I started by saying that your idea that all reasoning processes are either explicit or implicit is limiting. In General Sematics you rather say "X is more explicit than Y" instead of "X is explicit". Using the binary classifier mean that your model doesn't show certain information about reality that someone who uses the General Sematics model uses shows.
"Explicitness is important" isn't a defense at all because it misses the point. I'm not against using explicit information just as I'm not against using implicit information.
If you agree that it covers superforcasting than my argument is right. Using presuppotions is a very particular way of reasoning and there are many other possible heuristics that can be used.
A LW comment also isn't long enough to lay out a complete system of reasoning as complex as the one proposed in Science and Sanity or that proposed in Superforcasting. That why I refer to general arguments are refer to the books for a more detailed explanation of particular heuristics.
There's basically two kinds of reasoning - the kind that can be made manifest (explicit,etc) and the kind that can't. The gold standard of solving of solving the problem of presuppositions (foundations, intuitions) is to show that nothing presupposition-like is needed in explicit reasoning. Failed attempts tend to switch to implicit reasoning, or to take it that sufficiently obvious presupposiitons don't count as presuppositions (We can show this with induction...we can show this with empiricism).
I don't think that's the case. Trying to put complex concepts into two boxes binary boxes is done very frequently in the Western tradition but there no inherent argument that it's the best way to do things. Science and Sanity argues in detail why binary thining is limiting.
As far as this particular case of the implicit/explicit distinction, most kinds of reasoning tend to be a mix. Reasoning that's completely explicit is the kind of reasoning that can be done by a computer with very limited bandwith. For many problems we know that computers can't solve them as easily as calculating 23472349 * 5435408 which can be done completely explicitely. If you limit yourself to what can be made completely explicit you limit yourself to a level of intelligence that can't outperform computers with very limited memory/CPU power.
Explicit reasoning has a its disadvantages, but is still hard to do without. In talking about superforecasters, you are taking it that someone has managed to determine who they are as opposed to ordinary forecasters, raving lunatics, etc. Deterimining that kind of thing is where explicit reasoning..what's the alternative? Groups of people intuiting that each other are reliable intuiters?
That's why you mix it with implicit reasoning if you care about the outcome of the reasoning process. Doing everything implict is as bad as doing everything explicit.
I would have thought the problem with doing everything explicitly is that it is not possible.
Our usual way of combining explicit about and implicit reasoning is to reason explicitly from premises which we find intuitively appealing, ie which we arrive at by implicit reasoning. That isn't a solution to the problem, that is the problem: everything is founded on presuppositions, and if they are implicit we can't check how they are arrived at, and we also can't check how reliable they are without needing to use further presuppositions.

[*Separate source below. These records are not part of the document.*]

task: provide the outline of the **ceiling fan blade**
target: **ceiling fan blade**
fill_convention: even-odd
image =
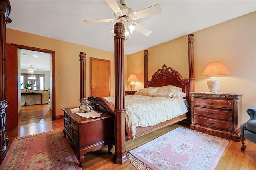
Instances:
[[[136,22],[132,21],[130,22],[130,24],[133,25],[134,27],[137,28],[137,31],[141,32],[146,36],[148,36],[152,32],[152,31],[148,30],[148,28],[145,28]]]
[[[115,14],[118,16],[124,15],[123,12],[119,7],[119,6],[118,6],[115,0],[105,0],[105,1],[112,9]]]
[[[86,20],[84,22],[86,23],[96,23],[97,22],[114,22],[116,20],[115,19],[103,19],[100,20]]]
[[[162,8],[159,4],[140,10],[129,14],[128,16],[132,20],[137,20],[147,16],[161,13]]]

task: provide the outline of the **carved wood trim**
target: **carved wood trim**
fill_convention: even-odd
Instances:
[[[158,69],[152,76],[151,80],[148,81],[146,87],[158,87],[172,85],[181,88],[182,91],[189,96],[188,81],[183,78],[180,73],[165,64],[162,69]]]
[[[148,51],[147,50],[144,50],[144,87],[147,87],[147,83],[148,82]]]
[[[86,54],[84,52],[80,52],[79,53],[79,61],[80,62],[80,99],[79,104],[86,97]]]
[[[127,161],[125,148],[124,107],[124,24],[116,23],[114,31],[115,45],[115,155],[113,161],[122,164]]]
[[[189,70],[188,80],[189,80],[189,92],[195,91],[195,71],[194,55],[194,43],[195,41],[194,40],[194,36],[193,34],[190,34],[188,36],[188,69]],[[188,96],[188,103],[191,103],[190,97]]]

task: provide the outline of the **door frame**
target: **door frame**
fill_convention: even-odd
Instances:
[[[52,54],[52,121],[56,120],[55,51],[18,44],[14,44],[13,43],[11,44],[16,46],[18,48],[35,51],[38,52],[42,52]]]
[[[111,91],[110,91],[110,85],[111,84],[111,77],[110,77],[110,73],[111,73],[111,72],[110,72],[110,60],[108,60],[107,59],[99,59],[99,58],[93,58],[93,57],[90,57],[90,95],[92,95],[92,60],[98,60],[98,61],[105,61],[105,62],[108,62],[108,65],[109,67],[109,68],[108,68],[108,79],[109,79],[109,83],[108,83],[108,94],[109,94],[109,95],[110,96],[110,95],[111,93]]]

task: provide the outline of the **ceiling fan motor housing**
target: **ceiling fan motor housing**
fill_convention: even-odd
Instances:
[[[123,16],[125,16],[126,18],[129,14],[133,12],[133,11],[132,11],[132,8],[131,8],[128,6],[126,6],[125,5],[121,5],[119,6],[119,8],[120,8],[120,9],[124,14]],[[114,14],[116,18],[118,18],[119,17],[119,16],[117,15],[114,12]],[[121,16],[121,17],[122,16]]]

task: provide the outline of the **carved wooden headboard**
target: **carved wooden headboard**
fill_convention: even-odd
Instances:
[[[156,87],[168,85],[181,88],[186,96],[189,96],[188,79],[183,79],[178,72],[172,68],[168,67],[165,64],[153,75],[151,80],[147,83],[146,87]]]

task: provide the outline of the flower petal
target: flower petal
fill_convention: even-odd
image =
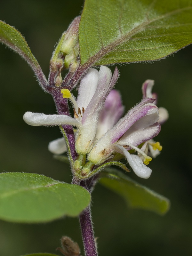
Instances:
[[[140,106],[138,107],[137,105],[131,109],[117,122],[113,128],[108,131],[106,136],[109,139],[110,138],[111,143],[116,141],[134,124],[144,116],[149,116],[148,118],[147,124],[147,122],[145,124],[146,127],[151,125],[157,121],[159,119],[158,108],[154,104],[147,103],[151,100],[154,100],[150,98],[144,100],[145,104],[142,104],[141,102],[139,105]],[[139,126],[137,128],[140,129]]]
[[[79,130],[77,138],[76,149],[78,154],[87,154],[90,152],[95,138],[100,112],[103,107],[107,96],[117,80],[118,75],[116,68],[111,78],[110,70],[106,67],[101,66],[98,85],[83,114],[82,120],[83,126]]]
[[[60,155],[66,152],[67,149],[64,138],[59,138],[50,142],[48,149],[55,155]]]
[[[166,108],[161,107],[159,108],[159,119],[158,120],[158,122],[159,124],[162,124],[166,122],[169,118],[169,113]]]
[[[99,116],[97,138],[101,138],[114,126],[122,116],[124,108],[120,93],[116,90],[112,90],[107,97]]]
[[[137,122],[140,120],[141,121],[145,117],[141,118]],[[138,129],[135,127],[134,125],[137,122],[132,125],[118,142],[116,142],[117,144],[122,146],[131,144],[137,146],[156,136],[160,132],[161,126],[157,122],[142,129]],[[144,122],[144,120],[143,122]]]
[[[152,93],[152,89],[154,85],[154,80],[148,79],[145,81],[142,85],[142,92],[143,93],[143,99],[146,98],[153,98],[156,100],[154,104],[156,105],[157,103],[157,95],[156,93]]]
[[[99,81],[99,71],[90,68],[83,77],[78,89],[77,103],[81,110],[86,109],[95,92]]]
[[[136,155],[131,155],[123,147],[117,146],[123,152],[133,172],[139,177],[148,179],[150,176],[152,170],[143,163],[140,157]]]
[[[116,69],[113,77],[118,77]],[[99,113],[103,108],[105,99],[114,85],[115,78],[112,79],[111,70],[105,66],[101,66],[99,73],[98,85],[92,100],[87,106],[82,118],[82,123],[92,122],[93,119],[97,121]],[[113,80],[113,81],[112,81]]]
[[[98,140],[89,155],[89,160],[93,163],[97,161],[103,162],[105,158],[108,157],[114,151],[113,148],[115,145],[113,144],[120,139],[134,124],[144,116],[149,116],[148,117],[146,117],[146,122],[142,125],[143,120],[141,122],[140,125],[140,123],[138,123],[137,129],[145,129],[148,126],[156,123],[159,119],[158,108],[154,104],[148,103],[149,102],[153,102],[154,100],[154,99],[150,98],[142,100],[139,104],[131,109],[113,128]],[[140,138],[138,139],[140,140]],[[146,140],[147,139],[147,138]]]
[[[79,126],[81,124],[71,116],[65,115],[45,115],[43,113],[26,112],[23,120],[28,124],[34,126],[70,124]]]

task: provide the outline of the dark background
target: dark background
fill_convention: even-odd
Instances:
[[[3,0],[0,19],[25,35],[47,76],[55,42],[83,4],[77,0]],[[158,106],[169,111],[170,118],[158,136],[163,150],[150,164],[151,177],[127,175],[170,198],[172,205],[163,217],[128,209],[121,198],[97,185],[92,212],[100,256],[191,255],[192,49],[188,46],[152,64],[119,66],[116,88],[122,92],[126,111],[141,99],[141,85],[147,79],[155,80]],[[30,126],[23,120],[27,111],[55,113],[51,96],[39,87],[26,63],[1,45],[0,79],[0,172],[34,172],[70,182],[67,165],[53,159],[47,149],[50,141],[60,137],[58,128]],[[35,225],[1,221],[0,255],[55,253],[63,235],[82,248],[79,228],[77,218]]]

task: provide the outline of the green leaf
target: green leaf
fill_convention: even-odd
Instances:
[[[58,255],[50,253],[32,253],[32,254],[22,255],[21,256],[58,256]]]
[[[155,60],[192,43],[192,0],[85,1],[82,65]]]
[[[75,217],[90,201],[89,192],[78,185],[34,173],[0,174],[0,218],[4,220],[39,222]]]
[[[117,170],[110,169],[101,173],[100,182],[124,198],[127,204],[163,215],[169,210],[168,199],[141,185]]]
[[[41,85],[47,86],[47,82],[39,64],[23,36],[14,28],[1,20],[0,20],[0,42],[23,58],[35,72]]]

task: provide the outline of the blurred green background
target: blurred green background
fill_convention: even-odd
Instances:
[[[47,76],[55,42],[83,5],[81,0],[2,0],[0,19],[24,35]],[[190,46],[153,63],[119,66],[116,88],[122,92],[126,111],[141,99],[141,85],[147,79],[155,80],[158,106],[169,111],[170,118],[157,139],[163,150],[150,163],[151,177],[127,175],[170,198],[171,208],[163,217],[128,209],[121,198],[98,184],[92,205],[100,256],[192,255],[192,50]],[[23,120],[27,111],[55,113],[51,96],[39,87],[26,63],[2,45],[0,79],[0,171],[35,172],[70,182],[67,165],[53,159],[47,148],[60,136],[58,128],[30,126]],[[77,218],[35,225],[1,221],[0,255],[55,253],[63,235],[82,248]]]

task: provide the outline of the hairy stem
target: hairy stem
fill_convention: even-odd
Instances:
[[[90,206],[80,215],[79,221],[85,256],[97,256]]]
[[[63,98],[60,90],[60,89],[59,88],[53,88],[50,91],[50,93],[53,98],[58,114],[70,116],[67,100]],[[61,126],[67,137],[72,158],[73,160],[75,160],[77,155],[75,148],[75,141],[73,127],[68,125],[62,125]]]

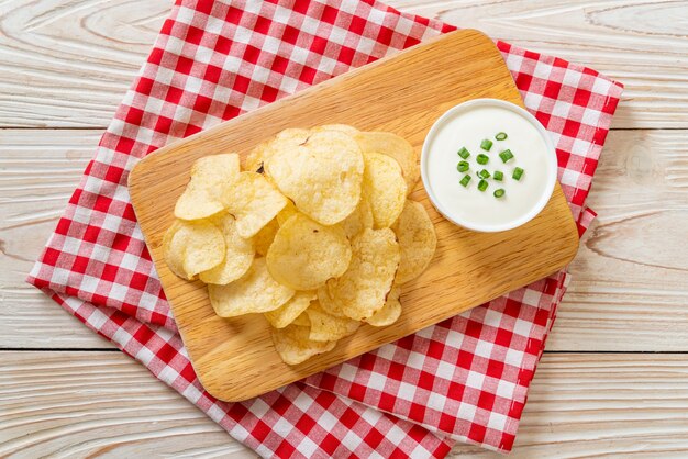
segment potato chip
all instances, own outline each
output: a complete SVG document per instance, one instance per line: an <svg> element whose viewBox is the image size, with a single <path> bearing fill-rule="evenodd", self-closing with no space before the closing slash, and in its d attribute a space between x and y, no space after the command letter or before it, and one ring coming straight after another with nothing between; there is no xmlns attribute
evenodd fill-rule
<svg viewBox="0 0 688 459"><path fill-rule="evenodd" d="M244 239L236 232L236 221L232 215L222 212L210 219L224 238L224 260L198 277L206 283L226 284L242 276L251 268L255 250L251 239Z"/></svg>
<svg viewBox="0 0 688 459"><path fill-rule="evenodd" d="M284 225L291 215L298 212L299 211L297 210L297 206L293 205L293 202L287 200L287 205L285 205L285 209L279 211L279 213L277 214L277 223L279 223L280 226Z"/></svg>
<svg viewBox="0 0 688 459"><path fill-rule="evenodd" d="M246 239L287 205L287 198L256 172L241 172L222 199L228 212L236 219L236 231Z"/></svg>
<svg viewBox="0 0 688 459"><path fill-rule="evenodd" d="M332 350L335 342L313 342L309 339L310 327L288 325L271 328L273 344L279 357L287 365L298 365L318 354Z"/></svg>
<svg viewBox="0 0 688 459"><path fill-rule="evenodd" d="M279 229L279 224L277 223L277 219L273 219L267 225L263 226L255 236L253 236L253 246L256 249L256 254L262 257L267 255L267 250L270 248L273 239L275 239L277 229Z"/></svg>
<svg viewBox="0 0 688 459"><path fill-rule="evenodd" d="M315 300L315 292L296 292L291 300L276 309L275 311L266 312L265 318L275 328L284 328L291 324L303 311L308 309L311 301ZM309 325L307 322L306 325Z"/></svg>
<svg viewBox="0 0 688 459"><path fill-rule="evenodd" d="M238 179L238 155L206 156L193 163L191 179L177 200L175 216L204 219L224 209L222 193Z"/></svg>
<svg viewBox="0 0 688 459"><path fill-rule="evenodd" d="M270 277L265 258L256 258L238 280L208 286L210 303L220 317L274 311L293 296L295 291Z"/></svg>
<svg viewBox="0 0 688 459"><path fill-rule="evenodd" d="M177 220L163 238L165 260L176 276L191 280L224 259L222 233L206 220Z"/></svg>
<svg viewBox="0 0 688 459"><path fill-rule="evenodd" d="M353 335L360 326L358 321L328 314L318 302L311 303L306 310L306 314L311 324L309 338L314 342L336 342Z"/></svg>
<svg viewBox="0 0 688 459"><path fill-rule="evenodd" d="M263 164L273 155L273 148L276 145L279 147L299 145L306 142L309 135L310 131L301 128L288 128L279 132L275 137L258 144L246 156L244 169L252 172L260 171Z"/></svg>
<svg viewBox="0 0 688 459"><path fill-rule="evenodd" d="M315 290L341 276L351 258L341 226L323 226L301 213L280 226L266 257L270 275L295 290Z"/></svg>
<svg viewBox="0 0 688 459"><path fill-rule="evenodd" d="M370 203L376 228L391 226L403 210L407 186L399 164L389 156L367 153L363 197Z"/></svg>
<svg viewBox="0 0 688 459"><path fill-rule="evenodd" d="M356 210L344 219L342 227L344 228L344 233L346 233L346 237L352 239L365 228L371 228L373 223L373 210L370 209L370 204L365 197L360 197Z"/></svg>
<svg viewBox="0 0 688 459"><path fill-rule="evenodd" d="M337 131L312 133L301 145L275 145L265 173L297 209L333 225L356 209L363 182L363 155L354 138Z"/></svg>
<svg viewBox="0 0 688 459"><path fill-rule="evenodd" d="M308 314L306 314L306 311L303 311L301 314L297 316L297 318L293 320L292 324L300 325L302 327L310 327L311 320L308 318Z"/></svg>
<svg viewBox="0 0 688 459"><path fill-rule="evenodd" d="M349 126L348 124L323 124L322 126L313 127L311 131L312 132L339 131L339 132L343 132L344 134L348 134L352 136L359 133L359 131L356 127Z"/></svg>
<svg viewBox="0 0 688 459"><path fill-rule="evenodd" d="M360 132L354 136L360 149L366 153L380 153L395 158L401 167L407 183L407 192L411 193L421 176L419 156L406 138L390 132Z"/></svg>
<svg viewBox="0 0 688 459"><path fill-rule="evenodd" d="M342 304L334 298L336 283L336 279L330 279L324 286L321 286L318 289L318 302L328 314L335 317L346 317L342 310Z"/></svg>
<svg viewBox="0 0 688 459"><path fill-rule="evenodd" d="M391 227L401 248L401 261L396 283L419 277L435 255L437 237L435 227L420 202L407 200L403 211Z"/></svg>
<svg viewBox="0 0 688 459"><path fill-rule="evenodd" d="M385 305L401 255L389 228L364 229L352 240L352 251L346 272L319 289L318 299L332 315L363 321Z"/></svg>
<svg viewBox="0 0 688 459"><path fill-rule="evenodd" d="M399 302L399 295L401 294L401 287L392 286L389 293L387 293L387 300L381 310L366 318L366 322L374 327L385 327L391 325L401 315L401 303Z"/></svg>

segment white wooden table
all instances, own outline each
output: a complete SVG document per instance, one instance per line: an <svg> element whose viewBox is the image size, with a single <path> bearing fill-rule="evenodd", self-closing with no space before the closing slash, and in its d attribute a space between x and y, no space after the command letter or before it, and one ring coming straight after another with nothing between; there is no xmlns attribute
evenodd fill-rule
<svg viewBox="0 0 688 459"><path fill-rule="evenodd" d="M688 1L390 3L625 83L512 456L688 457ZM23 282L170 4L0 2L0 457L255 457Z"/></svg>

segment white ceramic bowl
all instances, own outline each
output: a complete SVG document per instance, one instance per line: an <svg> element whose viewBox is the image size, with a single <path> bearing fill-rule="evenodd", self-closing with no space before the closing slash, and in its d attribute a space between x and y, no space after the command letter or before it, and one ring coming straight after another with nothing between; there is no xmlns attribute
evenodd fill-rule
<svg viewBox="0 0 688 459"><path fill-rule="evenodd" d="M470 221L466 219L465 216L458 215L456 212L452 212L450 209L446 209L445 206L443 206L440 200L437 199L437 197L435 195L435 193L433 192L433 187L432 187L433 183L431 182L429 173L428 173L428 157L430 154L430 147L437 132L442 130L443 126L453 117L459 114L464 114L469 110L474 110L477 108L485 108L485 107L496 107L496 108L507 109L518 114L523 120L528 121L540 133L547 150L546 152L547 165L545 167L545 175L544 177L540 178L541 180L543 180L544 183L540 188L541 192L536 201L534 201L534 204L526 212L519 214L514 219L501 222L499 224L489 224L489 225L482 224L480 222ZM528 111L525 111L521 107L515 105L511 102L500 100L500 99L474 99L474 100L459 103L458 105L455 105L452 109L447 110L442 116L440 116L440 119L437 119L437 121L435 121L435 123L430 128L430 132L428 133L428 136L425 137L425 142L423 143L423 150L421 153L421 177L423 180L423 184L425 187L425 191L428 192L428 195L430 197L430 200L435 206L435 209L437 209L437 211L442 215L444 215L444 217L447 219L448 221L459 226L463 226L467 229L473 229L477 232L495 233L495 232L500 232L500 231L507 231L507 229L515 228L518 226L521 226L530 222L544 209L544 206L550 201L550 198L552 197L552 192L554 191L554 184L556 183L556 176L557 176L556 150L554 148L554 144L552 143L552 139L550 138L550 135L547 134L543 125L540 124L540 122L535 119L535 116L530 114Z"/></svg>

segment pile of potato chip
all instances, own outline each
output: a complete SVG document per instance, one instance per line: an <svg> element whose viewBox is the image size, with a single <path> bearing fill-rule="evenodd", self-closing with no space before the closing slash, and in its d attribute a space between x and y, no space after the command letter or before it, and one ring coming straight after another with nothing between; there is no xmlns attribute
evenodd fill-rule
<svg viewBox="0 0 688 459"><path fill-rule="evenodd" d="M413 147L347 125L289 128L244 166L235 154L196 161L163 242L169 269L206 282L222 317L264 314L289 365L362 323L395 323L402 284L436 245L425 210L407 199Z"/></svg>

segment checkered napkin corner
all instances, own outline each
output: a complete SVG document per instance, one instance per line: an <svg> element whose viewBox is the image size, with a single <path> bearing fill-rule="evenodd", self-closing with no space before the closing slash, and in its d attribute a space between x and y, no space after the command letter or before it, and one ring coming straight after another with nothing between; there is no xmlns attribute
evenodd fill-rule
<svg viewBox="0 0 688 459"><path fill-rule="evenodd" d="M454 27L357 0L182 1L103 135L30 282L262 456L509 450L564 273L245 403L206 393L129 202L136 160L174 138ZM591 70L498 43L557 145L581 231L621 92Z"/></svg>

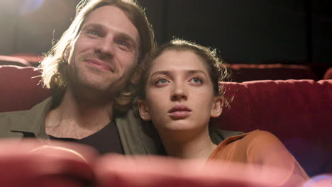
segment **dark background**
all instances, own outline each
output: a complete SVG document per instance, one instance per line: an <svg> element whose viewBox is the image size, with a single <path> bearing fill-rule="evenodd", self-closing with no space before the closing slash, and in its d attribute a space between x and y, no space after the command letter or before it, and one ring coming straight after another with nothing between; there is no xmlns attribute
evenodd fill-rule
<svg viewBox="0 0 332 187"><path fill-rule="evenodd" d="M46 52L77 0L2 0L0 55ZM159 44L173 36L216 47L227 62L332 62L331 0L138 0Z"/></svg>

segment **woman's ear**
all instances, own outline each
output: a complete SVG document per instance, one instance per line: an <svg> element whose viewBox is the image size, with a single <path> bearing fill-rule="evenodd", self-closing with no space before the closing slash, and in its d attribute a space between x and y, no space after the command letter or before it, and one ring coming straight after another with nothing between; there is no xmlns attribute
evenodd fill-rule
<svg viewBox="0 0 332 187"><path fill-rule="evenodd" d="M140 111L140 115L143 120L150 120L151 116L150 115L149 109L146 106L145 101L142 99L138 100L138 110Z"/></svg>
<svg viewBox="0 0 332 187"><path fill-rule="evenodd" d="M216 96L214 98L214 104L211 110L211 118L218 118L221 114L223 111L223 97Z"/></svg>
<svg viewBox="0 0 332 187"><path fill-rule="evenodd" d="M72 50L72 46L71 45L68 45L67 47L66 50L65 50L65 60L67 62L68 62L68 60L69 60L71 50Z"/></svg>

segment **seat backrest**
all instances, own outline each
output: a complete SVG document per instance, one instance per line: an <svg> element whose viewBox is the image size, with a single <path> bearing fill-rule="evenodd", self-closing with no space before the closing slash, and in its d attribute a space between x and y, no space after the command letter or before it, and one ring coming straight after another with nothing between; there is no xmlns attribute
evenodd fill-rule
<svg viewBox="0 0 332 187"><path fill-rule="evenodd" d="M309 175L331 171L332 80L221 83L233 97L211 120L223 130L277 135Z"/></svg>
<svg viewBox="0 0 332 187"><path fill-rule="evenodd" d="M50 95L33 67L0 66L0 112L30 109ZM311 176L332 172L332 80L220 83L230 109L211 120L223 130L276 135Z"/></svg>
<svg viewBox="0 0 332 187"><path fill-rule="evenodd" d="M317 76L308 66L283 64L226 64L231 71L231 81L243 82L256 80L313 79Z"/></svg>
<svg viewBox="0 0 332 187"><path fill-rule="evenodd" d="M31 67L0 66L0 112L28 110L48 97L40 75Z"/></svg>

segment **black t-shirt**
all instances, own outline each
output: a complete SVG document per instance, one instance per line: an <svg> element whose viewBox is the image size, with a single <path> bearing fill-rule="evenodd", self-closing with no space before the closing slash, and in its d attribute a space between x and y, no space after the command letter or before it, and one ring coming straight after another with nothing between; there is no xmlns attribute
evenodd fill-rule
<svg viewBox="0 0 332 187"><path fill-rule="evenodd" d="M111 121L101 130L82 139L56 137L51 135L49 137L51 140L89 145L96 149L101 154L110 152L124 154L118 128L113 121Z"/></svg>

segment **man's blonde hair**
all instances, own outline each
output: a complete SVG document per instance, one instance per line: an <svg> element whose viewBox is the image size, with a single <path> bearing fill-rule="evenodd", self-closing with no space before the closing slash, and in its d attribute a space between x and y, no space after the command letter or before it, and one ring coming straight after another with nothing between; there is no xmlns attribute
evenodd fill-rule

Korzybski seems to be saying we should be using more implicit reasoning. I don't s how that helps.
I don't think that's what he's saying. In the case of "consciousness of abstraction" he even encourages people to be explicit about things that they usually aren't.
Korzybski takes a long book to explain how he thinks reasoning should be done and coins a bunch of basic concepts on which it should be built that are internally consistent. I don't think I can give you a full understanding of how the framework works in the space of a few comments.
Does it address the problem at hand?
Most statements we make in general semantics are about maps about there no presumption that the map is real and is the territory. Indeed being explicit about the fact that it isn't is an important part.